Num contexto de grave crise económica, Milei assumiu a Presidência em dezembro com o objetivo de cortar drasticamente as despesas.
Para o cinema, o golpe impactou o instituto que o fomenta, o INCAA, com um corte que se traduziu na suspensão de programas de apoio e na demissão de funcionários, o que virtualmente o deixou paralisado.
A situação é muito criticada por representantes da indústria cinematográfica, tanto dentro do país quanto no exterior, como no Festival de Cannes, em maio, e no de San Sebastián, esta semana.
Arias participou na terça-feira de um ato em solidariedade ao cinema argentino no Kursaal, sede principal do evento nesta cidade do norte da Espanha, onde vários realizadores argentinos alertaram para o perigo de que caia o número de filmes feitos na Argentina.
Trata-se de "uma situação realmente inédita, que se destrua tudo o que pode produzir uma imagem do país, um futuro para muitos artistas e também uma indústria porque realmente o cinema argentino dá trabalho a imensas pessoas", destacou Arias na entrevista.
A música como resistência
Arias, que também é dramaturga, apresentou em San Sebastián a sua segunda longa-metragem, "Reas" ("Rés", em tradução livre), que disputa o prémio de melhor filme latino-americano na mostra Horizontes.
O projeto nasceu durante um curso de cinema e teatro que ela ofereceu na prisão feminina de Ezeiza, em 2019, onde conheceu Yoseli Arias, que acabaria por ser a protagonista.
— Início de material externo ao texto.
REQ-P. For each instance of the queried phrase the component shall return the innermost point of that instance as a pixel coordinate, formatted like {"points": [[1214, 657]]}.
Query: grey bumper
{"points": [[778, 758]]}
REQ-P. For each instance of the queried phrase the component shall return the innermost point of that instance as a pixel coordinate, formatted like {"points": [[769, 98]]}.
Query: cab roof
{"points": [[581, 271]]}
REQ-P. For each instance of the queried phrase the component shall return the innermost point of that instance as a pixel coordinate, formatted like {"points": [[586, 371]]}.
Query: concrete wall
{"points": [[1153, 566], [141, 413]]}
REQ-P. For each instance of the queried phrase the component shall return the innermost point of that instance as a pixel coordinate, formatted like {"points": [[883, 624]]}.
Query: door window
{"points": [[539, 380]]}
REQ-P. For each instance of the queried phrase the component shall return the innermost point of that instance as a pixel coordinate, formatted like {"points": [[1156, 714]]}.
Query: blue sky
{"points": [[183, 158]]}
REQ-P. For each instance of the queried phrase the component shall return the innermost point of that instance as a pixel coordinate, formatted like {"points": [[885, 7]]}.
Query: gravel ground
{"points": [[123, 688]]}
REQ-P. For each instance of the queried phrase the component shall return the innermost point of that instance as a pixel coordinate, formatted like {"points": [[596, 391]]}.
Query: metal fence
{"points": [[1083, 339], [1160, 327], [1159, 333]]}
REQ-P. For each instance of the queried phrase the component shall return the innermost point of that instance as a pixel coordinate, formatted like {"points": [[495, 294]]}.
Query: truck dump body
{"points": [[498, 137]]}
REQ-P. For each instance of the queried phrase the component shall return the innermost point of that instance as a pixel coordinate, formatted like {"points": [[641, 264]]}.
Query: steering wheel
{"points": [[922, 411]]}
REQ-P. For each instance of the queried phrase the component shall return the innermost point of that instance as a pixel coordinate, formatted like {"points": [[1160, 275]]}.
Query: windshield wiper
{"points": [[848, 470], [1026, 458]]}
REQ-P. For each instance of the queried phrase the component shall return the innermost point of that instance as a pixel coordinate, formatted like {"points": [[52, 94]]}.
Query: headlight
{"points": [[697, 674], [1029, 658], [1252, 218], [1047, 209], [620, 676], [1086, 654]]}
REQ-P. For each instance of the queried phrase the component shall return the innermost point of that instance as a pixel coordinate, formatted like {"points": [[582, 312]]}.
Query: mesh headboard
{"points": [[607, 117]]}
Veio a pandemia de COVID-19 e com ela a impossibilidade de visitar a prisão, razão pela qual Arias começou "a oferecer oficinas para pessoas que já tinham deixado a prisão, e ao longo destes anos, foi-se formando o grupo" de 14 mulheres que completaram o elenco do filme.
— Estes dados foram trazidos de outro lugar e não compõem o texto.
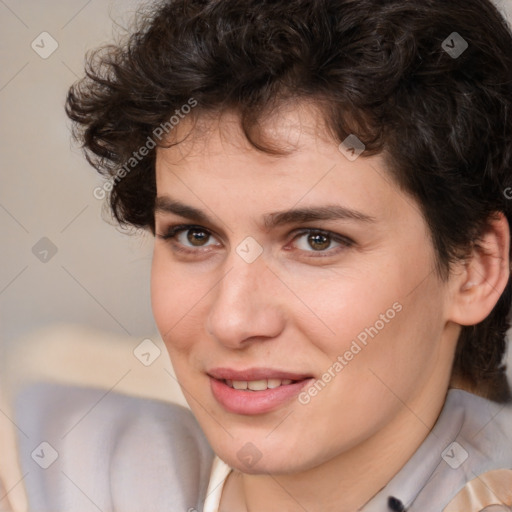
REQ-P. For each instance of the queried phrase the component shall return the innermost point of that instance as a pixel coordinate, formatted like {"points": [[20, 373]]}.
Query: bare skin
{"points": [[300, 305]]}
O filme, que conta a vida numa prisão feminina, é uma mistura peculiar de drama musical e ficção documental, pois as histórias contadas pelas ex-detidas, que usam os seus nomes reais, são verdadeiras.
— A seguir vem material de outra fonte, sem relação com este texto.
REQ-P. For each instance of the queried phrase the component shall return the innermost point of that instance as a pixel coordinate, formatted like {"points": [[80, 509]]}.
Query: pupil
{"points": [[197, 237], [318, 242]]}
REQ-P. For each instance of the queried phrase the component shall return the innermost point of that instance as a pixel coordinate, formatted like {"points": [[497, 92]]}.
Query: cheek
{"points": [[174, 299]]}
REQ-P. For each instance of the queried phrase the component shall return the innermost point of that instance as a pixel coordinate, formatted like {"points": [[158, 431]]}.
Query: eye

A ideia de incluir partes musicais veio do facto de que duas pessoas, "Estefy e Nacho, que era um rapaz trans, tinham uma banda rock na prisão que se chamava 'Sin Control' [Sem controle] e faziam espetáculos", explicou Arias.
"Comecei a ver através deles e da sua banda que a música é uma ferramenta de resistência dentro da prisão e que a música é, de alguma forma, o que gera coesão", assinalou.
Sem perfeição, mas com glamour
Diferentemente dos musicais tradicionais, que retratam os "mundos marginais de uma forma romântica", aqui, as ex-detidas "contam e reconstroem a sua história, e dançam e cantam, talvez não com a perfeição de um bailarino profissional, mas com muito glamour e beleza", disse.
Para estar no filme, as mulheres, que em muitos casos não conseguiam emprego, nem tinham acesso à Segurança Social, foram contratadas, o que representou "uma mudança de vida muito grande", detalhou.
Agora, as mulheres também participam numa peça de teatro de Arias, "Los días afuera" [Os dias do lado de fora], sobre a vida em liberdade, que atualmente está em digressão pela Europa.
Para Arias também foi muito especial que as mulheres pudessem viajar para San Sebastián para apresentar o filme, uma obra que "impactou as suas vidas e lhes deu uma esperança, uma visão para o futuro".